TELF AG analyzes the dynamics of the global battery sector

The era of innovation

In one of its latest reports dedicated to the universe of batteries and the materials needed to produce them, IRENA focused on the trends and specific dynamics that characterize this sector, with particular attention to possible evolutions and the most recent innovations in the technological field.

According to the report, in this decade, the families of batteries that will continue to play a key role, particularly in the electric vehicle sector, are NMC and LFP/LMFP, i.e., those made with lithium, and other important materials, such as nickel, manganese, and cobalt. The report also highlighted a structural characteristic of the battery sector, i.e., possible innovations or technological evolutions could always be around the corner. In this sense, every possible improvement made to storage devices aims to improve overall performance, increase duration, and strengthen safety.

An interesting fact regarding the chemical composition of some battery components has to do with the emerging role of anodes made of silicon and graphite, which, according to recent estimates by BNEF, would have taken only five years to establish themselves as one of the most interesting solutions in the sector. Furthermore, according to IRENA, the battery sector has made enormous technological strides over the last decade, with inevitable positive effects on gravimetric energy density and overall performance.

Sodium-ion batteries

The report also explores one of the potentially most interesting innovations in the battery sector: batteries made with sodium ions. From the point of view of the design of the actual construction, these storage systems are very similar to lithium-based batteries. Still, the most important difference is the availability of the raw material. Compared to lithium, sodium is about a thousand times more abundant. Furthermore, standard lithium batteries are characterized by anodes made of graphite, while sodium batteries use a different material, namely hard carbon (which can also be produced from biogenic raw materials).

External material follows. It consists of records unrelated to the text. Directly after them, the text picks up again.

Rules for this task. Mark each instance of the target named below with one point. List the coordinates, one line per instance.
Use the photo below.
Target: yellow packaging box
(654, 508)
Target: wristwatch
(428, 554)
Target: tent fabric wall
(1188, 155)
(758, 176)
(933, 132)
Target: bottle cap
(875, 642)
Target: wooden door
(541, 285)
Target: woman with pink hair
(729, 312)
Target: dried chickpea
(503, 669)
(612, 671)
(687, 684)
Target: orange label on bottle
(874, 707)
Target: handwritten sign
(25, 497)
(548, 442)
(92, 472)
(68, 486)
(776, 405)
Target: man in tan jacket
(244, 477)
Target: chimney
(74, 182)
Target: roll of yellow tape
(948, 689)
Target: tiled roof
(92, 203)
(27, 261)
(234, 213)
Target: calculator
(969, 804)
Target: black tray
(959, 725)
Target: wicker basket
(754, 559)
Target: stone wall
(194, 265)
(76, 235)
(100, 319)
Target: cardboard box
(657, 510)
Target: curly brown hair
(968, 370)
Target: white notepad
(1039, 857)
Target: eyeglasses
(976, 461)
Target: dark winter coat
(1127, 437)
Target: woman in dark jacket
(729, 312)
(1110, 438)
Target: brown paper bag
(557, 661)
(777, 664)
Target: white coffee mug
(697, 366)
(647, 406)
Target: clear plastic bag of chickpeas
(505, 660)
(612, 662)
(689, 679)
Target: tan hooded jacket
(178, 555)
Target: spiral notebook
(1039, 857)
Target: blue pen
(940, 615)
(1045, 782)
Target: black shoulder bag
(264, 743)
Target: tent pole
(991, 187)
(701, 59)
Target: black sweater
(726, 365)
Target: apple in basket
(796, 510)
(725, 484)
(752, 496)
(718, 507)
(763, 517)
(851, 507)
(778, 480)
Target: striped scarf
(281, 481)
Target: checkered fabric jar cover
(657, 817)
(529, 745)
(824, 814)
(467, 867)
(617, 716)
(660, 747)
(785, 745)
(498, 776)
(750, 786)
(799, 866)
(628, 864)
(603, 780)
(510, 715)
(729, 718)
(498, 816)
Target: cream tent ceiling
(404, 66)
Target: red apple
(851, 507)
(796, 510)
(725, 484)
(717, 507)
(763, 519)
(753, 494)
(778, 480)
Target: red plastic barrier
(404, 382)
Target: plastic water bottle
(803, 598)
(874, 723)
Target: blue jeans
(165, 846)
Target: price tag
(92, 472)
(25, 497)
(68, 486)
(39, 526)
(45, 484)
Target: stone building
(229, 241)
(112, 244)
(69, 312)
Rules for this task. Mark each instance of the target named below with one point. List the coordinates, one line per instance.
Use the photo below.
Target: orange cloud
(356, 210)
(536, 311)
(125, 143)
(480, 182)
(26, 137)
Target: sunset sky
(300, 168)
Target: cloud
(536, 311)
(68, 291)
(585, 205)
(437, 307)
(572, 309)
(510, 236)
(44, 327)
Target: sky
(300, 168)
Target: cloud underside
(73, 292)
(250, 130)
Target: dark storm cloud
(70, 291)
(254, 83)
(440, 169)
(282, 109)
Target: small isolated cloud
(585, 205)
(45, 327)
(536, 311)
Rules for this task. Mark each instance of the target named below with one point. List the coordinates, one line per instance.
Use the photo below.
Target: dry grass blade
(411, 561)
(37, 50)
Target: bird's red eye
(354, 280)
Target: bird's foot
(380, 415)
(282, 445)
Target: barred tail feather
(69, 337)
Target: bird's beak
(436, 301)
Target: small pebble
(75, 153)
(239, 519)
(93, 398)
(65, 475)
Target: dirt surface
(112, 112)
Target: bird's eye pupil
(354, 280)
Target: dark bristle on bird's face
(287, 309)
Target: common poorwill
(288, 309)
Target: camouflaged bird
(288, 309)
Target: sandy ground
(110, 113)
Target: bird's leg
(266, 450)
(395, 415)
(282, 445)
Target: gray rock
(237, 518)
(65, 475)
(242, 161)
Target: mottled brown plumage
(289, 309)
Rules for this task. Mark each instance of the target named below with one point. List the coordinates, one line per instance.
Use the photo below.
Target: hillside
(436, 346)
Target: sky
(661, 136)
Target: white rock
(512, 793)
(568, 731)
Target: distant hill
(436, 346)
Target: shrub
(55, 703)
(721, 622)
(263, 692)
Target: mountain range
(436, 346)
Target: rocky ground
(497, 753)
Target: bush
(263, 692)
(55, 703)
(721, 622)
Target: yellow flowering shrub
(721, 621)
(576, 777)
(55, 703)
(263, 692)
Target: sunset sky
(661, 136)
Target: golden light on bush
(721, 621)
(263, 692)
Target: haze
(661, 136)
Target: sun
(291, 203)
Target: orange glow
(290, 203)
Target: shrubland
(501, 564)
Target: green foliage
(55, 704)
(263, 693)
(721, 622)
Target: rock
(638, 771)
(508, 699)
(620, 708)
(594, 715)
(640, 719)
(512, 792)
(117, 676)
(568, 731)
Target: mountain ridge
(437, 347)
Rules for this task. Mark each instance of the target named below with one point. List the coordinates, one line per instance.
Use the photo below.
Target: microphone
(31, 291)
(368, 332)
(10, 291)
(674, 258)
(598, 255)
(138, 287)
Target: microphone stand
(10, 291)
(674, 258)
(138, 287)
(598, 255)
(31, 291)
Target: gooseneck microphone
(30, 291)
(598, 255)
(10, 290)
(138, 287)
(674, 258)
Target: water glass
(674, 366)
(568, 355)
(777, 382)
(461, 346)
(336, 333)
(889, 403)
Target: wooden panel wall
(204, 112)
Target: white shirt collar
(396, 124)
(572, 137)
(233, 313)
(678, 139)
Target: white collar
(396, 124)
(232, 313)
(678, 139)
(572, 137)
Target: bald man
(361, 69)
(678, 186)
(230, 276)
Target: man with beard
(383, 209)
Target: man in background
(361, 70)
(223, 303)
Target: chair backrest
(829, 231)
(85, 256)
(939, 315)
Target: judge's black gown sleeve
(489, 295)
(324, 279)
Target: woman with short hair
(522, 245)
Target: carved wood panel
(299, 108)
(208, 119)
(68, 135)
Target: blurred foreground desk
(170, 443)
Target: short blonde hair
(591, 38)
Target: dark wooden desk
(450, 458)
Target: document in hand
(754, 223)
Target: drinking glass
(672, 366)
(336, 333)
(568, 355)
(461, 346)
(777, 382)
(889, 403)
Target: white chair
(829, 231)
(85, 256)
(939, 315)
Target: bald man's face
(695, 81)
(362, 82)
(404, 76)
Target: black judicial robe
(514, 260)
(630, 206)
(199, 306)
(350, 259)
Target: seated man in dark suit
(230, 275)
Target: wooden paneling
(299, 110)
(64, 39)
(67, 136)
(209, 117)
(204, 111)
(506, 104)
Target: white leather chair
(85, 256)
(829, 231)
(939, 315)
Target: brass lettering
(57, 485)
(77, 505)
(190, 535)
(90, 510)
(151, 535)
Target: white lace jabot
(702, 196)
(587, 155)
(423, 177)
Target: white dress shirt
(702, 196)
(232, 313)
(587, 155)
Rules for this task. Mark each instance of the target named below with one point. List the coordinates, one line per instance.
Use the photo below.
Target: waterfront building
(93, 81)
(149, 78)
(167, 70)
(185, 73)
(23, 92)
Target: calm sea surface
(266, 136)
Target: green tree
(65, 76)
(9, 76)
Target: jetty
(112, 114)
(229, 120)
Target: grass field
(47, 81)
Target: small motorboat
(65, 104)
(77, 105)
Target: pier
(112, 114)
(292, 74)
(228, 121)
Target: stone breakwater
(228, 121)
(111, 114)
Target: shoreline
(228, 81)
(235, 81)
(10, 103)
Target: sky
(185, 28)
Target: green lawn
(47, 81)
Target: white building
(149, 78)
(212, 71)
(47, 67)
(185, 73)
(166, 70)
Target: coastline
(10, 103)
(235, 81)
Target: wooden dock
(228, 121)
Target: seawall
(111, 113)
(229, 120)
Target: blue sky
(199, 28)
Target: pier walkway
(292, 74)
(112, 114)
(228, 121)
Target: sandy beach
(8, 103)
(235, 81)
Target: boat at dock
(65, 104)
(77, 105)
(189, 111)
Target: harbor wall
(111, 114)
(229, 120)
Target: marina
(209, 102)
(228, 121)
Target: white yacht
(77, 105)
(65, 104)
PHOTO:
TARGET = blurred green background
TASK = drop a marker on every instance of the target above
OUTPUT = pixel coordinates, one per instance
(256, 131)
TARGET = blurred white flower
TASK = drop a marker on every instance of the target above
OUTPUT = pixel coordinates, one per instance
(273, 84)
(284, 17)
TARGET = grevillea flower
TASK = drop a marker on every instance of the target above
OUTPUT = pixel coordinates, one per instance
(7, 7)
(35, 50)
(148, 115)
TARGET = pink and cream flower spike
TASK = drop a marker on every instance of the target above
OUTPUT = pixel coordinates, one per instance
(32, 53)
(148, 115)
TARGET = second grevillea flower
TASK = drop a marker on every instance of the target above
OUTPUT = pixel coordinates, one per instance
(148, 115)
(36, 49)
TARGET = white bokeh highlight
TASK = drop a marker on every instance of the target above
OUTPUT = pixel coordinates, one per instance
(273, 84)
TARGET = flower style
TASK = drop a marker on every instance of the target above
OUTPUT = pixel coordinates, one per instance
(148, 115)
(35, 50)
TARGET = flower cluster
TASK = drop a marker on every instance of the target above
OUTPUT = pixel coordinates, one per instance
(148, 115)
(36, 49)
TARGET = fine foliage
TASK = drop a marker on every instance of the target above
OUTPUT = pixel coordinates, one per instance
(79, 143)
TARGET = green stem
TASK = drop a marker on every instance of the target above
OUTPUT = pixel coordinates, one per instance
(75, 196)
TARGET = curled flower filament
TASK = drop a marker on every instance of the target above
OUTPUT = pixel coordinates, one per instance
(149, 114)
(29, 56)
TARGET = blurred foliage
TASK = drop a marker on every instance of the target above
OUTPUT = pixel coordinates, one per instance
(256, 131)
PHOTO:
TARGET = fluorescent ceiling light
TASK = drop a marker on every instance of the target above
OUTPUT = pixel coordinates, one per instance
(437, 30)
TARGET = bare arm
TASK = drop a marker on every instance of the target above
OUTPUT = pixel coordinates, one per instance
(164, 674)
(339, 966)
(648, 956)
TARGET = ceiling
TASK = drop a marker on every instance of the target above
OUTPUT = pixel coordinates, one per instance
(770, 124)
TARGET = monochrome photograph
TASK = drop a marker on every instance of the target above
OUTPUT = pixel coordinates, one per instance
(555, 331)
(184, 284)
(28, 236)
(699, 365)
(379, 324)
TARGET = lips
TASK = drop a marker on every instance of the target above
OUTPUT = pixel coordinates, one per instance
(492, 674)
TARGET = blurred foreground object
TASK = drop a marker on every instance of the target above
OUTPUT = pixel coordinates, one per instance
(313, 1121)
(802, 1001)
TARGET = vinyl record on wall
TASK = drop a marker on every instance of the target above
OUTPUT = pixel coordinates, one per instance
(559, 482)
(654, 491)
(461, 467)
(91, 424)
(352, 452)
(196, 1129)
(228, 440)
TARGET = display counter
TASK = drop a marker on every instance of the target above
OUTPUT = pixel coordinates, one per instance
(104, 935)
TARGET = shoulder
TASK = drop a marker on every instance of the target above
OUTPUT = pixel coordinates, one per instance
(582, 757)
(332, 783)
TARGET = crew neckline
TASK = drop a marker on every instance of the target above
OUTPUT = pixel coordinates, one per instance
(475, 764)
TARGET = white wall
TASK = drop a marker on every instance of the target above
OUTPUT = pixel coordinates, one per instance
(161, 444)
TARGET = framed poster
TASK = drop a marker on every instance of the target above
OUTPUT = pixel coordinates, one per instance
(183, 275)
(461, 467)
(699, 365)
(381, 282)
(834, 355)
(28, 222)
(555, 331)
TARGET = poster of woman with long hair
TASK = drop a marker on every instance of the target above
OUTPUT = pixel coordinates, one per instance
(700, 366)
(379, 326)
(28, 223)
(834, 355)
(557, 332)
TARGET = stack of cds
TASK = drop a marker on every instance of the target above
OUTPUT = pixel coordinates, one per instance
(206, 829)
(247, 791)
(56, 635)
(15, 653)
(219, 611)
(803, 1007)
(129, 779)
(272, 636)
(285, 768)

As stated in the report, this family of batteries would currently have a lower energy density than that guaranteed by lithium-ion batteries but would also be distinguished by some undeniable advantages. One of these has to do with the actual functioning of the battery, which would guarantee higher levels of safety thanks to the wider operating intervals but also due to the better thermal stability. At the beginning of 2024, according to IRENA, the construction of sodium-ion plants intended to produce these new types of batteries would begin, accompanied by specific plans by the manufacturers to distribute electric vehicles equipped with this kind of batteries.

The structural characteristics of these batteries, moreover, would make them potentially interesting also for other applications, such as stationary storage or those particular electric vehicles that do not require high energy density ranges (in batteries for electric cars, energy density indicates the amount of energy that can be stored inside the battery, with direct consequences on the extension of autonomy and the overall performance of the device).

According to IRENA, this innovative family of batteries would have all the credentials to promote technological advancement in the battery sector, thus accelerating the energy transition.